Cursive or 'joined up writing' as we call it here is definitely the norm, so much so that I can't actually recall reading anything hand written recently that was not.

It's so engrained to me that I actually struggle printing my name on documents, I simply don't naturally write like that and it's an effort to do so.

As a side note, I don't really recall being forced and ruthlessly trained to do joint writing, it was just something you did in primary school and eventually became how you wrote.

I am actually quite surprised the rest of the world finds this a chore, as over here it's simply the norm.
It's probably a cultural thing, like how I never knew that tipping wasn't an internationally normal thing to do.
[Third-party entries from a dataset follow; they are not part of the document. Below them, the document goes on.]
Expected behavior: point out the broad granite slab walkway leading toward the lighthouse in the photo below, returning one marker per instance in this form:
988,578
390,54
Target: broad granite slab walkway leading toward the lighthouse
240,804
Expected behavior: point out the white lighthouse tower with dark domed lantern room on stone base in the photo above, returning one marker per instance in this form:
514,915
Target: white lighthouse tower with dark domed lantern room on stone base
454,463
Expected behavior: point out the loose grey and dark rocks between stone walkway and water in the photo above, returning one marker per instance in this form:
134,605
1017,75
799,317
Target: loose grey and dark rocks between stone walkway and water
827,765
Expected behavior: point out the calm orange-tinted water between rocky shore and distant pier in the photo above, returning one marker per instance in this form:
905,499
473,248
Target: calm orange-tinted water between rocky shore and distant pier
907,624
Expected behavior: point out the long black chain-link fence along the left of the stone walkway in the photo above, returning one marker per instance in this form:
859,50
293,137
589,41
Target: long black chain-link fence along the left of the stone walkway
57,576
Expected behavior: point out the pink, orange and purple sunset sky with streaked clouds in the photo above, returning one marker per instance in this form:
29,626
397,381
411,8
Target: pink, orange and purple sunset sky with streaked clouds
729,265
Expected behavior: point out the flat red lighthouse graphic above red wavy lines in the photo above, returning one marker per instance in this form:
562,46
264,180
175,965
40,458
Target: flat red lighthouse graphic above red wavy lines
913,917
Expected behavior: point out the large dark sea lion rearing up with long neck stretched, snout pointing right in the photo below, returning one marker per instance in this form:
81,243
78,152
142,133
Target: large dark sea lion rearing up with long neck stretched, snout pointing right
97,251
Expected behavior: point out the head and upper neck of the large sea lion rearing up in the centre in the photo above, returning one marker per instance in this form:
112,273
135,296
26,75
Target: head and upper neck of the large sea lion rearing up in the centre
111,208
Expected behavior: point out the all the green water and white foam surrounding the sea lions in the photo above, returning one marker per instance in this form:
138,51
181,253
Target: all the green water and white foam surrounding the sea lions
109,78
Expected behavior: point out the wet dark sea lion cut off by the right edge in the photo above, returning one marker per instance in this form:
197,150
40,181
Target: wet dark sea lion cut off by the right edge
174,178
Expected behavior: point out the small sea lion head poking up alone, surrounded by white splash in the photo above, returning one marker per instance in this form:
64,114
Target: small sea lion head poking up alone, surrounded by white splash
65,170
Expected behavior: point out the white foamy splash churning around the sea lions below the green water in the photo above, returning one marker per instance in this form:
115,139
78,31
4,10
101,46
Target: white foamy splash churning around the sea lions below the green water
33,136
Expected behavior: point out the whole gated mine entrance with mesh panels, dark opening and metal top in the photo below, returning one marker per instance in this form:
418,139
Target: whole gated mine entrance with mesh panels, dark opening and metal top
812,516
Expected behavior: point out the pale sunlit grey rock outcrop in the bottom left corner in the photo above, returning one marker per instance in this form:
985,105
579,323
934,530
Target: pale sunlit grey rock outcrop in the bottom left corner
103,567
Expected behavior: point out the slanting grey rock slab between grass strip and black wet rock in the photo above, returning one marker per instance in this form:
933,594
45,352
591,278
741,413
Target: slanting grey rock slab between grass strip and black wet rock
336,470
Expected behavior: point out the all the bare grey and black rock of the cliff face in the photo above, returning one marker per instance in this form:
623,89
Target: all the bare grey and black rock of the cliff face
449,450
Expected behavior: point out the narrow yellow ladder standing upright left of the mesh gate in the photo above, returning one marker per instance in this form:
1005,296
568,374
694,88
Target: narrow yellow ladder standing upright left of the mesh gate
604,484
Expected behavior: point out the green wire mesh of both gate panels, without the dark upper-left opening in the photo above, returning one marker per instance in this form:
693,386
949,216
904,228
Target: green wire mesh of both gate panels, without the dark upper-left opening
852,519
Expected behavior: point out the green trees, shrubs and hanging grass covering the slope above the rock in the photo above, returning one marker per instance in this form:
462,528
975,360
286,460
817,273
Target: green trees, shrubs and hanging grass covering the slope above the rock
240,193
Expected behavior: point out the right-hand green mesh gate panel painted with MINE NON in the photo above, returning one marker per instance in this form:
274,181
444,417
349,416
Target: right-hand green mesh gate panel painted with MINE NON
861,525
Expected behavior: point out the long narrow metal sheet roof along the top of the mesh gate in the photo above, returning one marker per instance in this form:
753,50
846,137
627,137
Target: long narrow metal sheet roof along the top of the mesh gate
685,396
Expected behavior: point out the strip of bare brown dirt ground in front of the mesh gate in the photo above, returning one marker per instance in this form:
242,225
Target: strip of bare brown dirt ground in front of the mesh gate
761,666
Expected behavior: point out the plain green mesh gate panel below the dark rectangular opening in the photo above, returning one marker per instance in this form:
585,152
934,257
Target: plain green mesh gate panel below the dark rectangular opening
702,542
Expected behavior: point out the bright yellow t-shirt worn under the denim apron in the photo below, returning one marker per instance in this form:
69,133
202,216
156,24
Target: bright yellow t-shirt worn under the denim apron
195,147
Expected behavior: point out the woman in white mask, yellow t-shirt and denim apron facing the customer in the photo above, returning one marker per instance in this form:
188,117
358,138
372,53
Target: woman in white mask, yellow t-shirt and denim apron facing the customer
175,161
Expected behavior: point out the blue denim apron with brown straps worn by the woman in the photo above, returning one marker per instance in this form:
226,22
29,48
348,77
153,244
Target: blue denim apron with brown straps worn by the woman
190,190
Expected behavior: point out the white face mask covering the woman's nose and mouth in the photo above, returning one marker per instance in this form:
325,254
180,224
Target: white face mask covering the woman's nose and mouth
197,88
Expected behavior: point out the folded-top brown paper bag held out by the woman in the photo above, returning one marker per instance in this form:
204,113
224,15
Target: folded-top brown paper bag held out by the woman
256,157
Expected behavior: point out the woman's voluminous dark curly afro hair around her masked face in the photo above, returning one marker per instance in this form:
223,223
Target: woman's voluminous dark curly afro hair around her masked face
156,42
In the USA if you don't tip your waitstaff 20% of the value of your bill (some say 14% or some hogwash that makes the math iffy) then you're practically punching the waitress in the face on your way out the door.

Whereas in Europe, I'm given to understand that tipping is seen as kinda rude. (Or maybe that was just France, everything seems to upset the French.)

blackrave said:
Not in my experience, but maybe for some people that's easier
I guess it is "agree to disagree" situation :/

But occasionally you may need handwriting that others can't understand
I write in "cursive" clearly, but just a bit more loose hand and you won't even understand what language it is, while I will read it without any problems

Also children should know both so that they can choose on their own.
It would be just fair.
Yeah, there is a linguistic divide between the US and UK that is widening every day. From time to time I have to ask my English customers to repeat themselves (and ALWAYS ask Scottish and Irish), so maybe it simply is the way it is over there.

I've never needed handwriting that nobody can understand myself, but then I've never given a rat's tail about anyone finding out my pathetic secrets.

As for the chillens, I'm much more concerned about them learning... well, anything, than trying to teach them multiple optional styles of handwriting. If you haven't noticed, our educational system is failing hard and fast.